March 6, 2026

Impact de la loi de finances 2026 sur la garantie émeutes dans vos contrats d’assurance

Face à la répétition et au coût de plus en plus élevé des émeutes en France, les pouvoirs publics ont décidé de créer une garantie obligatoire pour les émeutes dans tous les contrats d’assurance comportant des garanties de dommages.

Malgré l’existence de l’exclusion légale, les principaux assureurs ont traditionnellement inclus la garantie des émeutes dans la plupart des contrats d’assurance de Dommages aux biens.

La France a été touchée ces dernières années par des événements successifs : la crise des gilets jaunes en 2018, les émeutes liées au décès du jeune Nahel en 2023 et enfin les émeutes de 2024 en Nouvelle-Calédonie. 
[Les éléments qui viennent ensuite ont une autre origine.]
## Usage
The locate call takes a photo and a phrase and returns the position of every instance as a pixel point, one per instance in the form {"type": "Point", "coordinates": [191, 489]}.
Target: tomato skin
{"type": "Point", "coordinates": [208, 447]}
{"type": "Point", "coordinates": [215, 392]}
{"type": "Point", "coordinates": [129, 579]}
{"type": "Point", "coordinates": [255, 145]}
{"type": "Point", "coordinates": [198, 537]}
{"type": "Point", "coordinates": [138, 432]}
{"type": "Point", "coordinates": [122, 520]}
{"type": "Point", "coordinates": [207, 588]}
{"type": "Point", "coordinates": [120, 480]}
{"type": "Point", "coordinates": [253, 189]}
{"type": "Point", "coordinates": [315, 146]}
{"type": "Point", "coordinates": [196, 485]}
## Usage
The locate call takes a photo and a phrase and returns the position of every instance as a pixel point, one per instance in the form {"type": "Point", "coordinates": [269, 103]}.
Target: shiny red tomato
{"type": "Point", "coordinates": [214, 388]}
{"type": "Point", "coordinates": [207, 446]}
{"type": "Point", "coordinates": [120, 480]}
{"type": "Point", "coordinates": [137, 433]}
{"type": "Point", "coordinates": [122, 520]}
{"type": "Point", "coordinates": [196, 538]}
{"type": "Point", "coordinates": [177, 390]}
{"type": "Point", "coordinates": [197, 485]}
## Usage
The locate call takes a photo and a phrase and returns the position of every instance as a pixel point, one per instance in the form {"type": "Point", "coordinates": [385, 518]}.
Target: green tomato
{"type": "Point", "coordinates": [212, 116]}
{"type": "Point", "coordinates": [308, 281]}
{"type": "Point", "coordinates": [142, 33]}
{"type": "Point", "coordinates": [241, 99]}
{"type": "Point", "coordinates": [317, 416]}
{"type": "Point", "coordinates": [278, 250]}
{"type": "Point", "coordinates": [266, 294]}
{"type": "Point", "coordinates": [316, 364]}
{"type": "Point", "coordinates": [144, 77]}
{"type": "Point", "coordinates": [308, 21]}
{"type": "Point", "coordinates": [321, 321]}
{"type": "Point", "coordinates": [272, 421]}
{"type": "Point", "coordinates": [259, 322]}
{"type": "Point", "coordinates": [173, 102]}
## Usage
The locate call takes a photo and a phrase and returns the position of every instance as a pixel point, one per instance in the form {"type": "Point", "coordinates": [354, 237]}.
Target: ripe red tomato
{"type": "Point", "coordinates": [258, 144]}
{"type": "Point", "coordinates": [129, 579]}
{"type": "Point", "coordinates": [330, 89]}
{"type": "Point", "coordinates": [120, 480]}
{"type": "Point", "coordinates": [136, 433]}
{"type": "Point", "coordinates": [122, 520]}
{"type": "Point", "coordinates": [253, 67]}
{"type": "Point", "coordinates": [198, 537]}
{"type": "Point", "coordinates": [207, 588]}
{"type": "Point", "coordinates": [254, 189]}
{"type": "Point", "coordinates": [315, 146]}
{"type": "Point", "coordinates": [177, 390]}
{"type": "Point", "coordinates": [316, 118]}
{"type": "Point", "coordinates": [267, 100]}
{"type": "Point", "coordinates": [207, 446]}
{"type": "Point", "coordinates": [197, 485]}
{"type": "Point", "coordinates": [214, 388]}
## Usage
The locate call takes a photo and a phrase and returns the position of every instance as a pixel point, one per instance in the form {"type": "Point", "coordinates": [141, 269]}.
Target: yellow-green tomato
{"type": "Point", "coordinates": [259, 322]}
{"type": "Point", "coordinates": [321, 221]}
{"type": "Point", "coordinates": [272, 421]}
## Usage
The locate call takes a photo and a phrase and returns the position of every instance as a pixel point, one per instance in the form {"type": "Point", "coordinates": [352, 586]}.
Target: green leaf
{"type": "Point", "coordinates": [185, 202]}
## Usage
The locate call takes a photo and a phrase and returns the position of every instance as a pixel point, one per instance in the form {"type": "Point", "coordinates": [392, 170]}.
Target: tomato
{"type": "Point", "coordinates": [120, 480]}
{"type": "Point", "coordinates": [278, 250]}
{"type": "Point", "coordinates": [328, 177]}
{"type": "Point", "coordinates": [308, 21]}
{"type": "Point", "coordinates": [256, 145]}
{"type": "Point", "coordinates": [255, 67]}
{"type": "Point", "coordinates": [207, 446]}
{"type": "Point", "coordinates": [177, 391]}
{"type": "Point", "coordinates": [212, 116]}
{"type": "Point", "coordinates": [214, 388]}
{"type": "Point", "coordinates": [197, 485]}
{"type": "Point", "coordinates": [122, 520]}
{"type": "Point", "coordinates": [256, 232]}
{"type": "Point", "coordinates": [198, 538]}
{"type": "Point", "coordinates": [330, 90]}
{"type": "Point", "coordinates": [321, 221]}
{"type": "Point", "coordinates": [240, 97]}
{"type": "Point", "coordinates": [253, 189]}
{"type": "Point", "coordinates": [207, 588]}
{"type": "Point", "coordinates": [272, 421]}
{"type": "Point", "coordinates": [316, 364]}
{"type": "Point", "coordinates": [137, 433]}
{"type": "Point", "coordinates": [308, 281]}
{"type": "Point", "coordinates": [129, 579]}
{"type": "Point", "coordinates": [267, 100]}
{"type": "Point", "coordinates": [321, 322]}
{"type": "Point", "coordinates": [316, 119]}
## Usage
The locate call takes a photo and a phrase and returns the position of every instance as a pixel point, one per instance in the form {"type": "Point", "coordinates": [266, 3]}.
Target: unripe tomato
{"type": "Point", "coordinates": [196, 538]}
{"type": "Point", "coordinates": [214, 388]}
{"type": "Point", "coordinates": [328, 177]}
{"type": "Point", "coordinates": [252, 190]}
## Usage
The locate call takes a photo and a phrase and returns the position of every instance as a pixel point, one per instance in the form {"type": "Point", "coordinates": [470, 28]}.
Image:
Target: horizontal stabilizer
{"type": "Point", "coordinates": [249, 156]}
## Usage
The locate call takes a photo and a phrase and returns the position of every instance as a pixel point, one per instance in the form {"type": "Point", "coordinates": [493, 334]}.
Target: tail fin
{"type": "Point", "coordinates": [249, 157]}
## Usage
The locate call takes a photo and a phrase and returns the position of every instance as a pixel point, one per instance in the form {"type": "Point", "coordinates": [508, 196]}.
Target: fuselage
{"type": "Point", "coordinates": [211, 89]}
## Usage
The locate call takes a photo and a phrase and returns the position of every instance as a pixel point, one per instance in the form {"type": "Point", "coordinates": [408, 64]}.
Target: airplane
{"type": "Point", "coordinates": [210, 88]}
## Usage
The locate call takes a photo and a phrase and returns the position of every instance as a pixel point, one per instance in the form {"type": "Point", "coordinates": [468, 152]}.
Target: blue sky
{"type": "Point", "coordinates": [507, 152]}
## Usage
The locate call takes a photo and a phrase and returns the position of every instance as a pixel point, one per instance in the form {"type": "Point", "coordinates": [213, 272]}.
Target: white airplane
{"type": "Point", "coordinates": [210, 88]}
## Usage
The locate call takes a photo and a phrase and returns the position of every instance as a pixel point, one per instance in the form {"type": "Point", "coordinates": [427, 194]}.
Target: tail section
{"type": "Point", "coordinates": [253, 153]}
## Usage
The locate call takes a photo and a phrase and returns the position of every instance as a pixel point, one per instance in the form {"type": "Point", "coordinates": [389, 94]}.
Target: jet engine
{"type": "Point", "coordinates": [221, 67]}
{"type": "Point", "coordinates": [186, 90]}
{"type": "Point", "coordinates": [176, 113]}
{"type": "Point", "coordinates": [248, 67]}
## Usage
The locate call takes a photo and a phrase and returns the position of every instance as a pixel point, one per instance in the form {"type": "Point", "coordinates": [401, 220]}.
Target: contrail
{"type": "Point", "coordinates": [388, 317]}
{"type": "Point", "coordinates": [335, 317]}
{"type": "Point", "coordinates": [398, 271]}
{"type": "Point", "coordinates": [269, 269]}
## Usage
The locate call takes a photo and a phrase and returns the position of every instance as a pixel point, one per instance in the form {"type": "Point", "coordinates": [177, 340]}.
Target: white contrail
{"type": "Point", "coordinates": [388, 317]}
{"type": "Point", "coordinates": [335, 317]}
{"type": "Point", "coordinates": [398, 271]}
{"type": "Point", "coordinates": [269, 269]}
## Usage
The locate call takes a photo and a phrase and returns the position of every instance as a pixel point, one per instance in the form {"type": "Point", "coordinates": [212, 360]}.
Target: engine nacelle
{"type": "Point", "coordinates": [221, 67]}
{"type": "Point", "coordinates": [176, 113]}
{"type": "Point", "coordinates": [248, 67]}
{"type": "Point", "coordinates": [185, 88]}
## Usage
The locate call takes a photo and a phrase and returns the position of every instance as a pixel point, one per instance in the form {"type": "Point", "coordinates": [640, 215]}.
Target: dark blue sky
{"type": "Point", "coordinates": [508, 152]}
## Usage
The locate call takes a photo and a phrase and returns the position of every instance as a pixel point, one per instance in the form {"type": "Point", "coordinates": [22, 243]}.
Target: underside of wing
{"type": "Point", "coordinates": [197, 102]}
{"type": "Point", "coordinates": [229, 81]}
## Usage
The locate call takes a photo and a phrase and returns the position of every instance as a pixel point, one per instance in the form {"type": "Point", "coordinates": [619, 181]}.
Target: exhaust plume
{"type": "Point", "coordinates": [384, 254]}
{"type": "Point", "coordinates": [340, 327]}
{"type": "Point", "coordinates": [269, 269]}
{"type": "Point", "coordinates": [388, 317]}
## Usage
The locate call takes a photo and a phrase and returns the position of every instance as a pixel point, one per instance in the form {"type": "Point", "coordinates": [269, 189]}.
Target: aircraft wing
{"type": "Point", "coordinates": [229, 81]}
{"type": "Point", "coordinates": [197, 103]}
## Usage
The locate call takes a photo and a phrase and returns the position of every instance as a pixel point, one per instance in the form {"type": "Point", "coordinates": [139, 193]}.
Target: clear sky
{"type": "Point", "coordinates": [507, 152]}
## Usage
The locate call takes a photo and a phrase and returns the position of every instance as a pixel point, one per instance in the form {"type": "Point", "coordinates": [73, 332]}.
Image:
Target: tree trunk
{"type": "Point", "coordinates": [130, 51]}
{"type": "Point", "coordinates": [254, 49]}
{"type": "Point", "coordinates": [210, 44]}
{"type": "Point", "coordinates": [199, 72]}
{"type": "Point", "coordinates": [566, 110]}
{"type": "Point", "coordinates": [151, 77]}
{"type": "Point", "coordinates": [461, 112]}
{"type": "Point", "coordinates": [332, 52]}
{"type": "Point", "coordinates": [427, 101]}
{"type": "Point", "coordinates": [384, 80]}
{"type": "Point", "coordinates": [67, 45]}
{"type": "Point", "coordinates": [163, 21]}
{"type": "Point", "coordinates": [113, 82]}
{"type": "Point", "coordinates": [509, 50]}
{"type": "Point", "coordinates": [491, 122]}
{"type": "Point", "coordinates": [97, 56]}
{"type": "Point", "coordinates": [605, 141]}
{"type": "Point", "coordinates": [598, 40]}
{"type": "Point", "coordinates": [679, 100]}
Depuis ces événements, le marché de l’assurance et de la réassurance s’est durci avec parfois un désengagement de certains assureurs sur des territoires sensibles au risque émeutes.

Si le risque de désengagement du marché était, à ce stade, relativement contenu, le législateur a néanmoins souhaité renforcer la pérennité de la couverture du risque émeutes en instituant, via l’article 171 de la loi de finances du 19 février 2026, un dispositif inspiré de celui des catastrophes naturelles.

La garantie émeutes devient une garantie obligatoire associée à tout contrat d’assurance dommages.

Jusqu’à présent, le Code des assurances permettait aux assureurs d’exclure des garanties, les conséquences des émeutes et mouvements populaires.  

Quels sont les contrats d’assurance concernés ?   

Les contrats garantissant les dommages d’incendie ou tous autres dommages à des biens situés en France ainsi que les dommages aux véhicules terrestres à moteur.

Si votre contrat prévoit une garantie pour les pertes d’exploitation, la garantie sera également acquise au titre des émeutes.

Quelle est la définition légale de l’émeute ?  

« L’émeute est une action collective dirigée contre l’autorité publique, exprimant une protestation ou visant à obtenir la satisfaction de revendications d’ordre politique ou social, occasionnant des violences et causant un préjudice économique important. »

La qualification d’émeute sera constatée par une commission de qualification qui sera prochainement créée par décret.  

Les critères pour la reconnaissance d’une émeute seront :

  • le nombre de participants ;
  • l’ampleur des dommages matériels directs causés ;
  • les mesures de maintien de l’ordre dont elle a fait l’objet.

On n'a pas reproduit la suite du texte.